FACE RECOGNITION BASED ON TEXTURE ANALYSIS USING ROBUST LOCAL BINARY PATTERN

NAGARAJA S.1, PRABHAKAR C.J.2
1Department of P.G. Studies and Research in Computer Science, Kuvempu University, Shankaraghatta- 577 451, Karnataka, India.
2Department of P.G. Studies and Research in Computer Science, Kuvempu University, Shankaraghatta- 577 451, Karnataka, India.

Received : 27-11-2013     Accepted : 24-12-2013     Published : 28-12-2013
Volume : 3     Issue : 1       Pages : 97 - 102
J Mach Learn Tech 3.1 (2013):97-102

Cite - MLA : NAGARAJA S. and PRABHAKAR C.J. "FACE RECOGNITION BASED ON TEXTURE ANALYSIS USING ROBUST LOCAL BINARY PATTERN." Journal of Machine Learning Technologies 3.1 (2013):97-102.

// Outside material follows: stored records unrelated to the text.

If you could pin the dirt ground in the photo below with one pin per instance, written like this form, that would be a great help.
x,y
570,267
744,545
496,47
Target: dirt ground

Cite - APA : NAGARAJA S., PRABHAKAR C.J. (2013). FACE RECOGNITION BASED ON TEXTURE ANALYSIS USING ROBUST LOCAL BINARY PATTERN. Journal of Machine Learning Technologies, 3 (1), 97-102.

Cite - Chicago : NAGARAJA S. and PRABHAKAR C.J. "FACE RECOGNITION BASED ON TEXTURE ANALYSIS USING ROBUST LOCAL BINARY PATTERN." Journal of Machine Learning Technologies 3, no. 1 (2013):97-102.

Copyright : © 2013, NAGARAJA S. and PRABHAKAR C.J., Published by Bioinfo Publications. This is an subscription based article distributed under the terms of the Creative Commons Attribution License, in which, you may not use the material for commercial purposes, you may not distribute the modified material.

Abstract

In this paper, we proposed a technique for face Recognition based on texture analysis using Robust Local Binary Pattern (RLBP). The major demerits of original Local Binary Pattern (LBP) based face recognition methods is that they are sensitive to noise and two different structural patterns produce same LBP code. In order to overcome these demerits, we proposed to adapt RLBP for face recognition, in which the value of each centre pixel in a 3x3 local area of the image is replaced by its average local gray level. Compared to gray value, average local gray level is more robust to noise and illumination variants. The experiments are conducted on face images of two popular face databases such as ORL and Yale. Support vector machine (SVM) classifier is used for classification. The proposed method can achieve good results on ORL and Yale database of face.